Old West Pioneer Women branding cattle- from the book "Cowgirls Women of the wild west” by Elizabeth Clair Flood
The cowgirls of the old west had spirit, courage, drive, strength (both physical and mental) and could ride a horse, take care of a homestead, brand cattle and shoot a gun!!!!
This post is for all the Cowgirls and the Cowgirls at heart who share that same independent feisty spirit of the old west, today........
The story below is from the book "Cowgirls Women of the wild west” by Elizabeth Clair Flood
“One afternoon in 1888 trail driver Samuel Dunn Houston of San Antonio Texas hired a few men in Clayton New Mexico for a spring drive to Colorado. He found “a kid of a boy” at the livery stable who wanted to go up the trail.

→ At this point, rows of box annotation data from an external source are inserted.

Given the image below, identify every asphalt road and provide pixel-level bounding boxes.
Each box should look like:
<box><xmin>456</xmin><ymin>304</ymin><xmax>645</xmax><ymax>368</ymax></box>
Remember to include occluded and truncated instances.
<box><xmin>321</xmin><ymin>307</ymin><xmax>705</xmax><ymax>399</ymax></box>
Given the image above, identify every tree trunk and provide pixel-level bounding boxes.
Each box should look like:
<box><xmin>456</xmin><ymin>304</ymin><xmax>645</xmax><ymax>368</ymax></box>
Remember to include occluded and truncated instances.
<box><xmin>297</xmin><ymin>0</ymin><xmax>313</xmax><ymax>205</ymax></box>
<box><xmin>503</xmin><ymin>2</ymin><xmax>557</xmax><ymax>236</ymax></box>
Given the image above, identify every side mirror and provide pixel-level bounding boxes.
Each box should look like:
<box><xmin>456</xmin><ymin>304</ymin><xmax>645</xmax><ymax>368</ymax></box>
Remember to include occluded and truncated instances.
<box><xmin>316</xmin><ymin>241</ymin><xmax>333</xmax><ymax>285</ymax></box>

Named Willie Matthews, he was 19 years old, weighed 125 pounds and was from Caldwell, Kansas. Houston soon discovered that he was also a good hand. In the Trail Drivers of Texas Houston reported:
“The kid would get up the darkest stormy nights and stay with the cattle until the storm was over. He was good natured, very modest, didn’t use and cuss words or tobacco and was always pleasant……I was so pleased with him that I wished many times that I could find two or three more like him.”

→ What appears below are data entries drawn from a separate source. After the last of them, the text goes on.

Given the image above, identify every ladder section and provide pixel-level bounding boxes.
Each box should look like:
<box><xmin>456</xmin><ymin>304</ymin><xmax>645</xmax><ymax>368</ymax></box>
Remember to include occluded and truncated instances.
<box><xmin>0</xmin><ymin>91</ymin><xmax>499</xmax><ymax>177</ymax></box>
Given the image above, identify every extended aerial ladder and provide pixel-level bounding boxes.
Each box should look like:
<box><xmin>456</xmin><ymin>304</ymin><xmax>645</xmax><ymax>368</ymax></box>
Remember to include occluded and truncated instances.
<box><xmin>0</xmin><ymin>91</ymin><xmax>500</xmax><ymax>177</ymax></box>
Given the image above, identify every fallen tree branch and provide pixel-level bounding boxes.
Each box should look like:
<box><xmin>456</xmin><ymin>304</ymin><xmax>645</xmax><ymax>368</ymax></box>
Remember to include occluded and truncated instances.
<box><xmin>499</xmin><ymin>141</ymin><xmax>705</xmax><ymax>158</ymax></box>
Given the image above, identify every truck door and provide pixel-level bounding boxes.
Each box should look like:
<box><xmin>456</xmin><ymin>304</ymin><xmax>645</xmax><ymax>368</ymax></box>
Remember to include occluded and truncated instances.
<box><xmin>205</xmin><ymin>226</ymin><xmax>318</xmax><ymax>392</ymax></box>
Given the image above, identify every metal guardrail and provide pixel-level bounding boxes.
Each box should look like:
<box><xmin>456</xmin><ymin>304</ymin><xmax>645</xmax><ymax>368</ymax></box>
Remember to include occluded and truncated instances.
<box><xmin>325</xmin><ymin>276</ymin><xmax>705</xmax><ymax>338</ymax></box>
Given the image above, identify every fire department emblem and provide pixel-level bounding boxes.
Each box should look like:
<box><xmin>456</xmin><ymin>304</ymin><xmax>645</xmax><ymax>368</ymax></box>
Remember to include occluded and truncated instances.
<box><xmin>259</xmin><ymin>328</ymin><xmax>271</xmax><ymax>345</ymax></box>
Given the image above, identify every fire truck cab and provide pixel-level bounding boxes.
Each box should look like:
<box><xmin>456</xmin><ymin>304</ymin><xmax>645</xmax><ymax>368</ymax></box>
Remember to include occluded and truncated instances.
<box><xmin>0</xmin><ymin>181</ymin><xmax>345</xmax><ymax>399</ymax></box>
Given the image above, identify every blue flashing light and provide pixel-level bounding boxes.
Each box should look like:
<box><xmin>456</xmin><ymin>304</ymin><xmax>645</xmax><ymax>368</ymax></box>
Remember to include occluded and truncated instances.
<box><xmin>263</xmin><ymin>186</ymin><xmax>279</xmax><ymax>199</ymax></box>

Houston wrote that the drive went smoothly until they reached Hugo, Colorado when Matthews approached him after dinner on the trail and asked if he could quit. “He insisted, said he was homesick, and I had to let him go.”
About sundown, all the cowboys were sitting around the campfire when a young lady “all dressed up” approached from the direction of town. Houston was baffled as to why a woman would visit his camp. When the lady was twenty feet from him, she laughed. “Mr Houston, you don’t know me, do you?”
Houston’s mouth dropped open. “Kid, is it possible that you are a lady?” He and the rest of his men were dumbfounded. All Houston could think of was what was said on the trail over the last three weeks.
He ordered her to sit down on a tomatoe box and explain herself. She told Mr. Houston that her father was an old-time trail driver from Caldwell. When she was 10 or 12 years old, she used to listen to his stories about he cow trails in the 1870’s. Fascinated, she vowed that she too would drive the cattle one day.
“Now, Mr Houston, I am glad I found you to make the trip with, for I have enjoyed it, “ she said as she left for home."
A typical pair of Victorian gauntlets, a short skirt, tall lace up boots, and a red scarf. The sash was probably a style adopted from Charlie Russell who, inspired by the vaquero costume always wore a red sash.
The Victorian riding gauntlets featuring embroidered roses were often sold at Western trading posts. Inspired by cavalry gauntlets, cowboys and cowgirls adopted the style of the work glove embellished with various Indian designs.
(the 2 pics are both from the book "Cowgirls Women of the wild west” by Elizabeth Clair Flood)
Cowgirl riding gauntlets (pic to the left) came in a wide variety of commercial designs. Many were embroidered with horse shoes and whips, others were decorated in buckskin fringe. Cowgirls wore gauntlets for work and in the show arena.